The location of the pain and association with other symptoms like loss of range of motion and clicking helps with differentiating the sources of pain. Pain on overhead activity, like those during the front crawl in swimming, suggests that impingement may be the most likely cause of your pain. Pain located at the acromioclavicular joint (protruding part at the end of the collar bone) or the long head of the biceps tendon (at the front of the shoulder joint) suggests problems there. Labral injuries often may result in sensations of instability, deep seated pain and also painful clicking.

I would recommend that if the pain is persistent and is hampering your training, a quick visit to your doctor should be considered. Also, ask yourself if the pain is affecting your daily activities like washing of hair, dressing or sleeping on your side. That suggests that the pain may be affecting your daily life in addition to your sporting lifestyle.

With a thorough history, proper physical examination and perhaps a targeted investigation, the root cause of your pain can be isolated and addressed accordingly. Often, improving the scapular (shoulder blade) stability and modification of your swimming stroke can help a lot in preventing the pain from recurring.

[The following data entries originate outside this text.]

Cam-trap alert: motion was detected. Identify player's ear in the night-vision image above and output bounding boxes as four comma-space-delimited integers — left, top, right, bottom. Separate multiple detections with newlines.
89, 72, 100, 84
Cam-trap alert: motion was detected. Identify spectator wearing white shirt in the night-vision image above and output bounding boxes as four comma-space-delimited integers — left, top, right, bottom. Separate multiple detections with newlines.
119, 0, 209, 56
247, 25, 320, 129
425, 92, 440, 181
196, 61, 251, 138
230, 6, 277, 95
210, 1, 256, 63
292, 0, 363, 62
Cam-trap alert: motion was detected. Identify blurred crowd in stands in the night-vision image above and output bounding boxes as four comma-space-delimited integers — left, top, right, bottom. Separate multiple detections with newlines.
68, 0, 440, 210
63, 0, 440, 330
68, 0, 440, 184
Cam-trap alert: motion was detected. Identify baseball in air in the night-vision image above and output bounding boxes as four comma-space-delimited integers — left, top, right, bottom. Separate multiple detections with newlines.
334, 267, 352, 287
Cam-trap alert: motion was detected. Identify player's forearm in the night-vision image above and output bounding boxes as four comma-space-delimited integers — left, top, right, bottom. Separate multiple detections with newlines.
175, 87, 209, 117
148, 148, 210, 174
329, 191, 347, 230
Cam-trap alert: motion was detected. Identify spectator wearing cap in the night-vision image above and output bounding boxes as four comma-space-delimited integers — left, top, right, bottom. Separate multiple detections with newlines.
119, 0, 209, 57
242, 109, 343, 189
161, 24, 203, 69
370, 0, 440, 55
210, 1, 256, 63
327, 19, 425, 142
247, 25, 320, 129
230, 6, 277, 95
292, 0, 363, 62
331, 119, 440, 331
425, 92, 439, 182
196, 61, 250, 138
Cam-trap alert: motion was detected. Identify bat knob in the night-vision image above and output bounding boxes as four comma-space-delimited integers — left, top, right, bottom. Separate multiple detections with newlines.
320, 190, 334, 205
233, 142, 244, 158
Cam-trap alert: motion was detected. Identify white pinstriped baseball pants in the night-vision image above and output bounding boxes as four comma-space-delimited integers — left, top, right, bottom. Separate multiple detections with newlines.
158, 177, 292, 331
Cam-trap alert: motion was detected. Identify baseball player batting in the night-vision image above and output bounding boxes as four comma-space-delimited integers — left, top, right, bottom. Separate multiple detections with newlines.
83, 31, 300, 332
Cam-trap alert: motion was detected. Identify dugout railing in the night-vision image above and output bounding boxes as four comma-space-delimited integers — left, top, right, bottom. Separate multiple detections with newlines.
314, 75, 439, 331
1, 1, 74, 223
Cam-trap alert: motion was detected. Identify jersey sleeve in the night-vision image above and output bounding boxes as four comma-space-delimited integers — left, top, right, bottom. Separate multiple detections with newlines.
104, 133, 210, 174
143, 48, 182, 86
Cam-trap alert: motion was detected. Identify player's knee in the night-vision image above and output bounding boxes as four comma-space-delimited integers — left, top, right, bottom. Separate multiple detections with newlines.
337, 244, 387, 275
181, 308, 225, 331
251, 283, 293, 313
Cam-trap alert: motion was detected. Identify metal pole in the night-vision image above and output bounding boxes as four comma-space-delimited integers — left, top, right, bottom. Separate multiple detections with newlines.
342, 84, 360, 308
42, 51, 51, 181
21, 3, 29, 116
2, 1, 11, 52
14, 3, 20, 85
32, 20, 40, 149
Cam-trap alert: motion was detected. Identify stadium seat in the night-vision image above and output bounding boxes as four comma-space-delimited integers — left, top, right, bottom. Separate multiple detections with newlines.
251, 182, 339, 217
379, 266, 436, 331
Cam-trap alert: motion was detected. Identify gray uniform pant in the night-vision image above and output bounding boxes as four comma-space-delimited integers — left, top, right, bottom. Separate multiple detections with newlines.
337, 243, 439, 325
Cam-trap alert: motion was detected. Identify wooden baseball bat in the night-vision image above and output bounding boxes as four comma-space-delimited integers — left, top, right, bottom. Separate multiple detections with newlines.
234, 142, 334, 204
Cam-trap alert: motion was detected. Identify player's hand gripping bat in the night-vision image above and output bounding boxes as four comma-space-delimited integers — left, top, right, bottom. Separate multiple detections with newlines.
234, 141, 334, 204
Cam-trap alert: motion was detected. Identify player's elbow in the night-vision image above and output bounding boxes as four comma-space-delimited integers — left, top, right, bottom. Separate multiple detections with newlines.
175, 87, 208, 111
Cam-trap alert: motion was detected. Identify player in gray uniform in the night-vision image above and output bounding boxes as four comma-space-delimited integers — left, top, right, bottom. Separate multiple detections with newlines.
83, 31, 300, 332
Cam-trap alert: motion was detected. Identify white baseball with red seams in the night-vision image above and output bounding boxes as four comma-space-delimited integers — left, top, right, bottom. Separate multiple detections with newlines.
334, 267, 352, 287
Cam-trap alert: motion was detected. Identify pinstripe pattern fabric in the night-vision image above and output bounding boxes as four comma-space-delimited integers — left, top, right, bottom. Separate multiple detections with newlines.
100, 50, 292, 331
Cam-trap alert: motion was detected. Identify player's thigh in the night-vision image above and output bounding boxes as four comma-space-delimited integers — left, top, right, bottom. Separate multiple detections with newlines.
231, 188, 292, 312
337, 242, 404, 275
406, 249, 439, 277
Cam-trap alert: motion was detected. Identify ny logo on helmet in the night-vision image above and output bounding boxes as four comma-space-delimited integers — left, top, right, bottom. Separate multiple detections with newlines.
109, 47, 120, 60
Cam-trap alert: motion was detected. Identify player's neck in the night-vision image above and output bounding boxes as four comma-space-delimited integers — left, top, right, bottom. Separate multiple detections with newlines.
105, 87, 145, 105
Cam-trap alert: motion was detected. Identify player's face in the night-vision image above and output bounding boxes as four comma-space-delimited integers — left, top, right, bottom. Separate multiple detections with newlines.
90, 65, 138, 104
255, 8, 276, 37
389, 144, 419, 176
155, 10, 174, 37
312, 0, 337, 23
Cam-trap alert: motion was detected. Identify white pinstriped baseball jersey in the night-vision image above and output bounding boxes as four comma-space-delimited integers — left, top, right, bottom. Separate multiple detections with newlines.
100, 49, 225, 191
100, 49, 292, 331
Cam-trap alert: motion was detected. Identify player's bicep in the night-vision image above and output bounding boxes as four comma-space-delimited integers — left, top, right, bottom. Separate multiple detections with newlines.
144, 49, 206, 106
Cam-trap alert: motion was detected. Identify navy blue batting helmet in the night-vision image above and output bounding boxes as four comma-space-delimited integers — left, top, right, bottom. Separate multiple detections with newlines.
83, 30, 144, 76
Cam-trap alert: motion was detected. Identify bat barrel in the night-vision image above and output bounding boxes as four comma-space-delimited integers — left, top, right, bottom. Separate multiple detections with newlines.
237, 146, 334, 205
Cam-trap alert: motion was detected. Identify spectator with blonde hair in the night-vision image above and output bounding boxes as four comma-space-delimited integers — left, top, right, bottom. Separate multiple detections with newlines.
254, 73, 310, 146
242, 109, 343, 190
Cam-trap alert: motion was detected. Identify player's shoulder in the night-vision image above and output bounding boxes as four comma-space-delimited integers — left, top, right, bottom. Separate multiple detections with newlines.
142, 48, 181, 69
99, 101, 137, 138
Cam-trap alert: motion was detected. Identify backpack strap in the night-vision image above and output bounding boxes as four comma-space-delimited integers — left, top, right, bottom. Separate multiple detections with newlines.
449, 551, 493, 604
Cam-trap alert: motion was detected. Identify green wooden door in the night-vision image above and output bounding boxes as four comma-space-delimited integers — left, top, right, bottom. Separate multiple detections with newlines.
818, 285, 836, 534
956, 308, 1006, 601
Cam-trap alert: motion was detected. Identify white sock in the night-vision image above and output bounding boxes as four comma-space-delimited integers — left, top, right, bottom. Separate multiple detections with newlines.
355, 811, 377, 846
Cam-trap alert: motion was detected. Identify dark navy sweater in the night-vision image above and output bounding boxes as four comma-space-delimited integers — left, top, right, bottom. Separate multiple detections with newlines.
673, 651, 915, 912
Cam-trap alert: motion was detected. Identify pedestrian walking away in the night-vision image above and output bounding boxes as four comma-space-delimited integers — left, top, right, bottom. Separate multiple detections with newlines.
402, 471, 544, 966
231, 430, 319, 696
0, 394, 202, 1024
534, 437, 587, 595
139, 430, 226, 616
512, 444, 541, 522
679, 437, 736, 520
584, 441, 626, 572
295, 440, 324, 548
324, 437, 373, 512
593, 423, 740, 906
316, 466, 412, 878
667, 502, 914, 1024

To reduce injuries to the shoulder joint, scapular stabilization exercises are important and can be easily done. I often recommend my patients to start by pulling their shoulder blades backwards, imagining they are trying to crack a nut between the blades. They are to hold that position for 10 seconds, doing it at least 5-6 times a day. Of course, if there is persistent pain that affects your daily life or sporting lifestyle, seeking help early at your doctor’s will help with getting back your second wind quickly.